Category: FILTERS

Determine the most recent status after satisfying certain conditions

{0 Comments}

Assume a three column dataset with Patient ID, Smoking Status and Review Date

PatientID SmokingStatus ReviewDate
P1 10-03-2018
P1 9 09-03-2018
P1 1 08-03-2018
P1 4 07-03-2018
P2 9 10-03-2018
P2 9 09-03-2018
P2 9 08-03-2018
P2 9 07-03-2018
P3 2 10-03-2018
P3 09-03-2018
P3 9 08-03-2018
P4 9 10-03-2018
P4 1 09-03-2018
P4 4 08-03-2018

The objective is the create another 3 column dataset with the following conditions:

  1. If the patient's latest smoking status is other than Blank or 9, then consider that as the smoking status of the patient; and
  2. If the patient's latest smoking status is blank or 9, then consider the previous smoking status that is not blank or 9; and
  3. If the patient's smoking status is blank or 9 on all dates, then consider the smoking status as 9

The expected result is:

PatientID Last date when the smoking status was other than 9 or Blank Smoking status on that date
P1 08-Mar-18 1
P2 10-Mar-18 9
P3 10-Mar-18 2
P4 09-Mar-18 1

I have solved this question using 3 methods - PowerPivot, Advanced Filters and formulas.  You may download my solution workbook from here.

Filtering a database by both rows and columns

{34 Comments}

In range A1:BG2185 of this workbook, there is macro economic and demographic data for years from 1984 to 2009 (26 years) for 84 countries .  Furthermore, there are 57 parameters being tracked for each of the 26 years for all 84 countries.

There are missing observations for some years across many parameters and many countries.  If any country has more than 11 missing observations in any one parameter, then they should be depicted in the sheet named "Missing Observations".  The "Missing Observations" sheet should show three columns:

1. Country Name
2. Parameter with more than 11 missing observations
3. Observations missing

Filter on a column of Date and time values

{4 Comments}

Assume a three column database - Site ID, Reason & Date and time.  The data is available in range A2:C6 of sheet1 of this workbook.  The objective is to view all those records where Mains failed between 23:00 and 03:00 (irrespective of the date).

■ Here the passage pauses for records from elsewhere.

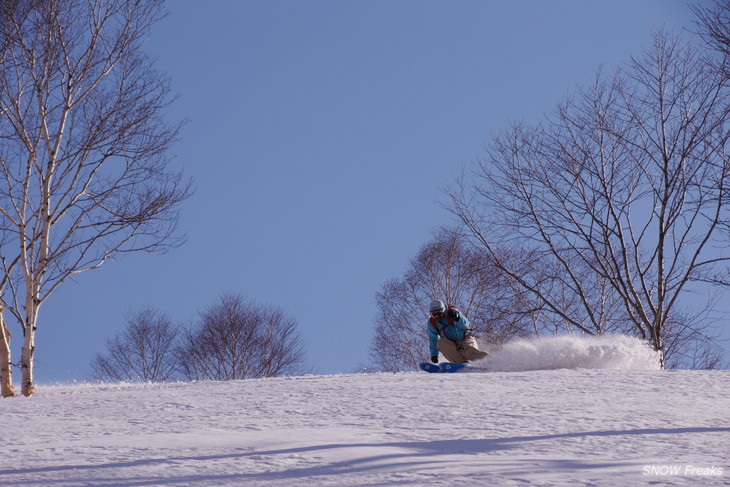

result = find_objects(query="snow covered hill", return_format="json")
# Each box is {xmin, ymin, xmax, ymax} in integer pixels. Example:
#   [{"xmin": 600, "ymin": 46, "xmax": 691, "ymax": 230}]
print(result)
[{"xmin": 0, "ymin": 341, "xmax": 730, "ymax": 487}]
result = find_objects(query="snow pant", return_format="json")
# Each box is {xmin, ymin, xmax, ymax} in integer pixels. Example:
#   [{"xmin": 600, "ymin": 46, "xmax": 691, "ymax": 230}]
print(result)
[{"xmin": 436, "ymin": 335, "xmax": 487, "ymax": 364}]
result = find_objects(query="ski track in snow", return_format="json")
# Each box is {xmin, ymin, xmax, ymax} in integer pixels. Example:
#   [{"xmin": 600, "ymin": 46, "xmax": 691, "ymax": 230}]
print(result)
[{"xmin": 0, "ymin": 338, "xmax": 730, "ymax": 487}]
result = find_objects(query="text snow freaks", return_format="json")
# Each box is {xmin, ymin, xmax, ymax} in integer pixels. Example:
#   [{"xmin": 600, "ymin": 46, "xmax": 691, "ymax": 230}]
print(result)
[{"xmin": 643, "ymin": 465, "xmax": 723, "ymax": 477}]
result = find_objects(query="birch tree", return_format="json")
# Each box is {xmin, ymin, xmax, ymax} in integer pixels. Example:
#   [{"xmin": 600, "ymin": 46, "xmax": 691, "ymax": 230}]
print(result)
[
  {"xmin": 0, "ymin": 0, "xmax": 189, "ymax": 395},
  {"xmin": 452, "ymin": 32, "xmax": 730, "ymax": 368}
]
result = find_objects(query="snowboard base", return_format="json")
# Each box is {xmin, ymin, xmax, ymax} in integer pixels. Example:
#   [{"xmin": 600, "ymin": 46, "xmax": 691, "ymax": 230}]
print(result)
[{"xmin": 419, "ymin": 362, "xmax": 466, "ymax": 374}]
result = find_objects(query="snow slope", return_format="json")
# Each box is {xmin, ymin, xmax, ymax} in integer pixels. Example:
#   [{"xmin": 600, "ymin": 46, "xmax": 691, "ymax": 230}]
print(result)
[{"xmin": 0, "ymin": 341, "xmax": 730, "ymax": 487}]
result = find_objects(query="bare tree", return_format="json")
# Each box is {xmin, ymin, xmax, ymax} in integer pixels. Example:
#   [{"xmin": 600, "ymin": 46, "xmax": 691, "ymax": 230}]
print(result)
[
  {"xmin": 91, "ymin": 308, "xmax": 178, "ymax": 382},
  {"xmin": 0, "ymin": 0, "xmax": 190, "ymax": 395},
  {"xmin": 368, "ymin": 228, "xmax": 531, "ymax": 372},
  {"xmin": 176, "ymin": 295, "xmax": 304, "ymax": 380},
  {"xmin": 0, "ymin": 306, "xmax": 15, "ymax": 397},
  {"xmin": 452, "ymin": 32, "xmax": 730, "ymax": 370},
  {"xmin": 690, "ymin": 0, "xmax": 730, "ymax": 68}
]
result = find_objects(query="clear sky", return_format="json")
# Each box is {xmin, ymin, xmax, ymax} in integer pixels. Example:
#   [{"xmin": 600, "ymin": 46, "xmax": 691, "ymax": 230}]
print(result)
[{"xmin": 29, "ymin": 0, "xmax": 712, "ymax": 383}]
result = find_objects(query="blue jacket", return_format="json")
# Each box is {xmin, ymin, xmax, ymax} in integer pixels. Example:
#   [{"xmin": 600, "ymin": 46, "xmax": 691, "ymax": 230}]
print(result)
[{"xmin": 426, "ymin": 315, "xmax": 472, "ymax": 357}]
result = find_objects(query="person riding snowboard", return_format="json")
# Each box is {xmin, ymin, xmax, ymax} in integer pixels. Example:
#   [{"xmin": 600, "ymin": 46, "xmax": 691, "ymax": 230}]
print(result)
[{"xmin": 426, "ymin": 299, "xmax": 487, "ymax": 364}]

Applying a Custom Filter > Between on the Data and time column (column C) with a value of 23:00 in the "Greater than or equal to" and 03:00 in the "Less than or equal to" would be incorrect because dates are also present in the same column.  The other option would be to use Data > Text to Columns to separate Date and Time into two columns.  If one then applies the same custom filtering criteria on the Time column, nothing would show up - this is because MS Excel will understand 23:00 as greater then 03:00.  If one reverses the custom filter criteria i.e. "Greater than or equal to" as 03:00 and "Less than or equal to" 23:00, the incorrect results would show up.

The solution is to solve this via Advanced Filters.  The steps for solving are mentioned in the file.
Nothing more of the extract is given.